Cette démarche suppose quelques connaissances
en écologie et une réelle capacité de maîtrise des
activités humaines. En effet, l’environnement subira
les agressions « sans révolte » et évoluera en silence vers
son altération. Prendre en compte ses nécessités impose
donc un surcroît de conscience et de contrôle de l’homme
sur lui-même. L’éthique environnementale est donc une
manière de se comporter face à l’environnement qui se
décline pour un individu mais aussi pour une institution
au travers de ses membres. Elle se décline dès lors en un
même schéma de pensée: les choix réalisés par chaque
individu doivent tenir compte de questions essentielles:
que veut-on faire? Que peut-on faire? Et surtout Que
doit-on faire?
L’éthique environnementale et la
recherche
Qu’en est-il alors de l’éthique environnementale
dans le cadre des activités de recherche… Comme bien
d’autres entités, la recherche a été amenée à penser
l’« éthique environnementale » grâce à un courant
d’influence sociale qui a évolué. La prise de conscience
de la société face aux conséquences désastreuses de nos
agissements sur l’environnement et l’humanité a permis
d’aboutir au « principe de précaution ». L’activité
de recherche, de par sa production de déchets et son
caractère expérimental, est donc porteuse d’un risque
accru pour l’environnement. Par ailleurs, en raison de
la connotation le plus souvent positive de son activité,
la recherche permet aussi de créer une dynamique
innovante du changement permettant ainsi d’induire de
nouveaux comportements cognitifs. Ce qui l’éthique
environnementale distingue des autres mouvements
environnementaux, c’est qu’elle ne se contente donc
pas de répondre aux problématiques du développement
durable avec ses trois piliers : social, financier et
écologique. Elle adjoint une dynamique spécifique
novatrice de pensée de l’acte de recherche.

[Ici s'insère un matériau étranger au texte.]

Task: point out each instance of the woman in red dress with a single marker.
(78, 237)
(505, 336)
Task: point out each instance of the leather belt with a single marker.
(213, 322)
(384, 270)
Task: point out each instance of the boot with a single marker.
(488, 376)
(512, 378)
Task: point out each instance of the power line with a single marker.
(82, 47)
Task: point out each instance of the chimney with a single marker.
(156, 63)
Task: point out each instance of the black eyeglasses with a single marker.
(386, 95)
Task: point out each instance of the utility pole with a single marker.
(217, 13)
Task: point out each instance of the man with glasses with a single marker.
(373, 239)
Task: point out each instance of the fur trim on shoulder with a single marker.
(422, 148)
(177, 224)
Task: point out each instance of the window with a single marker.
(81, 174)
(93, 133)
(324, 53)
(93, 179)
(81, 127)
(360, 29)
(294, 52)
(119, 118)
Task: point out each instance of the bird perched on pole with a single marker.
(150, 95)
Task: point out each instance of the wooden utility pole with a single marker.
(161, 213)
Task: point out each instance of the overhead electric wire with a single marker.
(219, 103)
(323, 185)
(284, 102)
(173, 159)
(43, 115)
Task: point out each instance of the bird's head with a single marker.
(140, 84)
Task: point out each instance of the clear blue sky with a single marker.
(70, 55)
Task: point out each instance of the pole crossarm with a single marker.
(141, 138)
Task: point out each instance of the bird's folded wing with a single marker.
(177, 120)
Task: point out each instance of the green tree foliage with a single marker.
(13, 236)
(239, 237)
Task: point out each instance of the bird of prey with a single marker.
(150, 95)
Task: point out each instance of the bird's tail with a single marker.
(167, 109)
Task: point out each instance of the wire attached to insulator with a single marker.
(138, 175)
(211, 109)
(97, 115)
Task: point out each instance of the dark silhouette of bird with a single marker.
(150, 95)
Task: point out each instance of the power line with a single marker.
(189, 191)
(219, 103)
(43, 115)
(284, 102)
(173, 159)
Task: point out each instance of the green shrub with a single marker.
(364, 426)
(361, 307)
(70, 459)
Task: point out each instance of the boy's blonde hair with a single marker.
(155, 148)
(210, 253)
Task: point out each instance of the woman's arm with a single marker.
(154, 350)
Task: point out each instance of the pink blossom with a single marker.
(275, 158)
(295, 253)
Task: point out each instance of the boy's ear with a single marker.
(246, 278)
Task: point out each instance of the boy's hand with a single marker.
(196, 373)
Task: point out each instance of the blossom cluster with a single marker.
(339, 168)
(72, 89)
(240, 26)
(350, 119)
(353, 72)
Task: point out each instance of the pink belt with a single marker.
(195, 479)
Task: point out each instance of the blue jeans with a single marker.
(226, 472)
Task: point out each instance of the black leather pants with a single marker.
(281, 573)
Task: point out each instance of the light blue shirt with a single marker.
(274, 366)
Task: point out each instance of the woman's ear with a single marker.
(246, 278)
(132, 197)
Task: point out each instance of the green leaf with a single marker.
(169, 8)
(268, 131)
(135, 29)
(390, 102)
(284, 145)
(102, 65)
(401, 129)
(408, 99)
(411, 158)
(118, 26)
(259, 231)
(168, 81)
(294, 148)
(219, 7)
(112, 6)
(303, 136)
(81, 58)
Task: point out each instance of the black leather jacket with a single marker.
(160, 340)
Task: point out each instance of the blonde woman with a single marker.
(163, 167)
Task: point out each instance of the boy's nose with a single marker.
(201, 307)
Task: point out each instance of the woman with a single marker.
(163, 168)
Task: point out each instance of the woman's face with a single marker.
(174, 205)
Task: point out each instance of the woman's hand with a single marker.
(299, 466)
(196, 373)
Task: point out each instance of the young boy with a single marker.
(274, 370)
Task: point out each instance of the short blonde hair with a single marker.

Les installations de la recherche biomédicale des
armées telles qu’elles sont en construction ou en
rénovation sur le site de Brétigny-sur-Orge sont
similaires à des sites industriels. Aussi, une démarche
d’éthique s’impose aujourd’hui à l’Institut de recherche
biomédicale des armées (IRBA). L’IRBA a pour
vocation première la protection des individus soumis
à des environnements extrêmes qu’ils soient de nature
physique, biologique, chimique ou radiobiologique.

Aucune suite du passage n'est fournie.